Sociedad de Tasación ha presentado esta mañana las principales conclusiones del análisis de la situación actual del mercado residencial en España. La presentación ha corrido a cargo de la directora de Instituciones y Grandes Cuentas en Sociedad de Tasación, Consuelo Villanueva; y la analista estratégica de Mercado en la compañía, Leticia Sánchez, donde han explicado los indicadores clave que influirán en el mercado inmobiliario en España en los próximos meses, así como las principales tendencias y retos del mercado para este 2024.
Según han señalado, el precio de la vivienda se aproxima a un nuevo punto de inflexión: la tendencia para los próximos trimestres continúa siendo alcista, pero se prevé una ralentización del crecimiento de los unitarios medios cada vez más evidente.
En relación con la vivienda nueva, la proyección del precio medio para junio de 2024 es de 2.925 €/m2, lo que supondría un incremento interanual del 4,1% frente al 6,4% registrado en junio de 2023. Los tiempos de venta se dilatan y el ritmo de incremento del precio se desacelera.
Según ha señalado Villanueva durante la presentación, “el precio de la vivienda continúa al alza pero se prevé una ralentización en los incrementos unitarios medios, aunque con la caída de tipos se podría prever un aumento de las compraventas”

También se observan distintas dinámicas de mercado a nivel de precios de vivienda nueva: en todas las comunidades autónomas éste crece por encima del 2% anual a fecha diciembre de 2023, pero son Baleares y Madrid las que lideran el ranking, con una tasa interanual superior al 6%.
Por capitales de provincia, el precio medio más elevado en obra nueva se encuentra en Barcelona capital (5.156 €/m2), y tanto la Ciudad Condal como Madrid y San Sebastián superan la barrera de los 4.000 €/m2. A su vez, Málaga ciudad se posiciona, por tercer año consecutivo, como la capital española donde más ha crecido el precio de la vivienda nueva durante el último año (7,2%).
En la última década, se evidencia un desequilibrio entre la oferta y la demanda de vivienda en España.

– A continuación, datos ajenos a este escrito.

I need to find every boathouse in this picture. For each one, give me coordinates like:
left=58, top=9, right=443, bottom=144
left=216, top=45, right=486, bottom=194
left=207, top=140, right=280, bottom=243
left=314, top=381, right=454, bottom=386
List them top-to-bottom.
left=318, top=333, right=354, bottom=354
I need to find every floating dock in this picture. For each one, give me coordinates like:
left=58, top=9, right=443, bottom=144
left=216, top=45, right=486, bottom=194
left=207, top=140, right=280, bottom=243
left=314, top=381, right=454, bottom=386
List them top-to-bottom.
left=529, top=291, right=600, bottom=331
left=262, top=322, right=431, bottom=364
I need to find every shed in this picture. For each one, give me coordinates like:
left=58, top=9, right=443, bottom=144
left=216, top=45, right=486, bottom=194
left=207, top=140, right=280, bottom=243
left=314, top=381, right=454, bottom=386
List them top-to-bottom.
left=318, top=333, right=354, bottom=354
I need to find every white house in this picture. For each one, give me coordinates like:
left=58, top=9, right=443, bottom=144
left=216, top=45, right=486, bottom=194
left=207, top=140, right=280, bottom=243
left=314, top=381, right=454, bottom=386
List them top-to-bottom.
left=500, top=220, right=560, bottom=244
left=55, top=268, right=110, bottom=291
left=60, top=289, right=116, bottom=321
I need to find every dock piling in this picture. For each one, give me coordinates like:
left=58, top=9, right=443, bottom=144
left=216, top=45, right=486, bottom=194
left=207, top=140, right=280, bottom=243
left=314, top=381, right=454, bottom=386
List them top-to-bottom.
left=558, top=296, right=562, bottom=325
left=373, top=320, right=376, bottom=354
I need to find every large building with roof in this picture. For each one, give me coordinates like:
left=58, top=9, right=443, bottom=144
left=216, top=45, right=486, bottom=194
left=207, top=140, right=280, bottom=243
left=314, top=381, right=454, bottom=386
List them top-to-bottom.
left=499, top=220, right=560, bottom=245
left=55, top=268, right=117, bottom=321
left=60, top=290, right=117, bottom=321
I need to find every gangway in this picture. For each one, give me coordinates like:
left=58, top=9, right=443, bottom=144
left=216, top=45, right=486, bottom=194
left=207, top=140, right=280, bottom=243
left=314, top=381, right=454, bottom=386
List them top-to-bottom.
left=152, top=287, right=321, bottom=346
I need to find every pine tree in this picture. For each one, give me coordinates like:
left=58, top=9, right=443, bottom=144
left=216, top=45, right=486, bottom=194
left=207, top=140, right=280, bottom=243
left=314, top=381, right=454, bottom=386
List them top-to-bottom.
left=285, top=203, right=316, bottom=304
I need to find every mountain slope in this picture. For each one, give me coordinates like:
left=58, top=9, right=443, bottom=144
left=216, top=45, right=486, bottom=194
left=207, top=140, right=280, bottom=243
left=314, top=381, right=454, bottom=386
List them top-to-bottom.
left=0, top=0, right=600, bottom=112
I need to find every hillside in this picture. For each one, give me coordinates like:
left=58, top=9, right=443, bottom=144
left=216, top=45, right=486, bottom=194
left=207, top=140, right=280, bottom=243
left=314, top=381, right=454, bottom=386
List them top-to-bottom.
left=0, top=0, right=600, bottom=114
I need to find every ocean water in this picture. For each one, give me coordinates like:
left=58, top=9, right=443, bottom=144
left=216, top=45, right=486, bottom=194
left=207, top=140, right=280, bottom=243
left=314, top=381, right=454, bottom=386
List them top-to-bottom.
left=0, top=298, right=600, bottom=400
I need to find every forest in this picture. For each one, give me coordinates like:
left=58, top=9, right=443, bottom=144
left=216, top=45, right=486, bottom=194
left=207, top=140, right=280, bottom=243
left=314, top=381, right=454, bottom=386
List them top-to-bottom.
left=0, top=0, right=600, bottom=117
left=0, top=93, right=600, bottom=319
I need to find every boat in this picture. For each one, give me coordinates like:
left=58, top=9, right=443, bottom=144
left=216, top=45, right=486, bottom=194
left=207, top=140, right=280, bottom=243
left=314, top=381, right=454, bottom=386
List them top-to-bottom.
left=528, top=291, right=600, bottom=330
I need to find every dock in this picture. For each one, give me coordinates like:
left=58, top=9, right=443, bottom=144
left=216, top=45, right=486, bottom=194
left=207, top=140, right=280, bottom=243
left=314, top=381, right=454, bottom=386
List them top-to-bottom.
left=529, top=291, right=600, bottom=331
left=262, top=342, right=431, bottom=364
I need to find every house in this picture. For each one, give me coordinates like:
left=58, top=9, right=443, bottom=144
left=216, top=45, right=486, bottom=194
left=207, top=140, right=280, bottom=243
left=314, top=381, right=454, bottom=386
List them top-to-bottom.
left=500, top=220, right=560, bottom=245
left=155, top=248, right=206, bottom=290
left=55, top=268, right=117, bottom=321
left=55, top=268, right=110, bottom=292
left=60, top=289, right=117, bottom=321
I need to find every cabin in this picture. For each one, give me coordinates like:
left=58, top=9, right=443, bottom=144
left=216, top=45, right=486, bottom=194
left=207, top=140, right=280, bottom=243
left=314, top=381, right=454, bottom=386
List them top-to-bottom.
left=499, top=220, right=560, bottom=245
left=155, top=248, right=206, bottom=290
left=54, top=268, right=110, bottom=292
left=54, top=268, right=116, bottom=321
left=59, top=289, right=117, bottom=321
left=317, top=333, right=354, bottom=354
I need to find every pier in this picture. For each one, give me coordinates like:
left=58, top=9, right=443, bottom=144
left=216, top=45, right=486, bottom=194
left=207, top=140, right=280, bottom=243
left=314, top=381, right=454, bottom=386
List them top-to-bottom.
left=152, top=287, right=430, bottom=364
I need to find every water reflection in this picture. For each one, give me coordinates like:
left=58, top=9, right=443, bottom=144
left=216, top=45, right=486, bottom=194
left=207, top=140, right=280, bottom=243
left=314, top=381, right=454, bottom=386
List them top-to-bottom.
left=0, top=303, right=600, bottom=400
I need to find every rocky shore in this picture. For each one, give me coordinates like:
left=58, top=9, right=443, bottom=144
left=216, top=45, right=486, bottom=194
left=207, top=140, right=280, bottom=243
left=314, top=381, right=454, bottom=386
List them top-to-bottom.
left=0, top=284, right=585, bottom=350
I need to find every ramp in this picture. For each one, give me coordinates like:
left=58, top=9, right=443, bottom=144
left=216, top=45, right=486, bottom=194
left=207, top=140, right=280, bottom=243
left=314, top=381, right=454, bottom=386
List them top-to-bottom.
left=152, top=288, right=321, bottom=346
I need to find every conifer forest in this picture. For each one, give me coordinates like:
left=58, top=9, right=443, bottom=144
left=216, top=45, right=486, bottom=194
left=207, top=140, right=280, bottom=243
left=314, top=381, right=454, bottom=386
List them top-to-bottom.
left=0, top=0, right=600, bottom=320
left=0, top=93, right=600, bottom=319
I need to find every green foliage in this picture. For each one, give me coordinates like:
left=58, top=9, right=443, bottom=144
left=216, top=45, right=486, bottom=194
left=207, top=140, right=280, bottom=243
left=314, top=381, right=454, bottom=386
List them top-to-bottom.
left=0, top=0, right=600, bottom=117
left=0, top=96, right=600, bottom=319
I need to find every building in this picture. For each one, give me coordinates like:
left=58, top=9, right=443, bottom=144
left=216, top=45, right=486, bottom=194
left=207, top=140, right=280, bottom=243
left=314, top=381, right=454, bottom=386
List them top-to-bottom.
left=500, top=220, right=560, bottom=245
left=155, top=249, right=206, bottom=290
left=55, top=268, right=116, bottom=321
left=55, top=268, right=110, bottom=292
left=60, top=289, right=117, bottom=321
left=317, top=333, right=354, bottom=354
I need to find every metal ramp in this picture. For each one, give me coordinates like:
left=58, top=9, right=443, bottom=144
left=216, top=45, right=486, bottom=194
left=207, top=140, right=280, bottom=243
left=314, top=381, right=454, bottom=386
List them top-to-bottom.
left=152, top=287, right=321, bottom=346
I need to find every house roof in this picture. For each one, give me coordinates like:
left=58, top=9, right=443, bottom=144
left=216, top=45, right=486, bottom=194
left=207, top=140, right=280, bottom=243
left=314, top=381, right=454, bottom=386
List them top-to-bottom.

Esta tendencia podría intensificarse en los próximos 20 años, de mantenerse los actuales niveles de construcción de vivienda nueva, que rondan entre las 80.000 y las 100.000 unidades al año, insuficientes para cubrir la proyección de nuevos hogares, que estaría en torno a las 200.000 familias de media cada año.
En términos generales, el mercado inmobiliario continúa mostrando una gran resiliencia en cuanto a nivel de actividad, a pesar de que las compraventas de vivienda encadenan nueve meses de descensos interanuales. La vivienda usada continúa siendo el segmento más damnificado por el encarecimiento de la financiación, con un descenso de las transacciones en el acumulado de enero a octubre de 2023 del 9,9% interanual, más acusado que el dato registrado en vivienda nueva (-3,6%).
A pesar de una pérdida de dinamismo en las compraventas de vivienda de forma generalizada, es importante diferenciar por mercados. Por autonomías, Comunidad Valenciana, Región de Murcia y el norte de España, en general, reflejan un mejor comportamiento en el número de transacciones que el año pasado; pero son Andalucía, Comunidad de Madrid y Cataluña las que concentran una de cada dos transacciones.
A nivel de capitales de provincia, Madrid, Barcelona, Alicante, Málaga y Valencia concentran el 40% de la demanda, siendo las capitales de la zona Levante, y algunas del interior, las que mejor mantienen su ritmo de compraventas en términos anuales.
Si tenemos en cuenta la proyección de población para los próximos 15 años, el 50% de la nueva demanda de vivienda se concentrará entre Cataluña y la Comunidad de Madrid. Solo en estas dos comunidades harían falta 800.000 nuevas viviendas. Al mismo tiempo, zonas como Castilla y León o Asturias se verán condicionadas en este sentido por el fenómeno de la despoblación.
A su vez, la evolución de la economía condicionará el mercado hipotecario. Entre las claves a tener en cuenta está:
- La evolución del Euríbor, que ya ha encadenado dos meses consecutivos de bajada; como indicador adelantado que pueda apuntar hacia una relajación de la política monetaria del BCE, previsiblemente a partir del segundo semestre de 2024.
- La expectativa de bajada de tipos de interés en 2024 puede provocar un posible cambio en el balance de la contratación hipotecaria a tipo fijo o a tipo variable.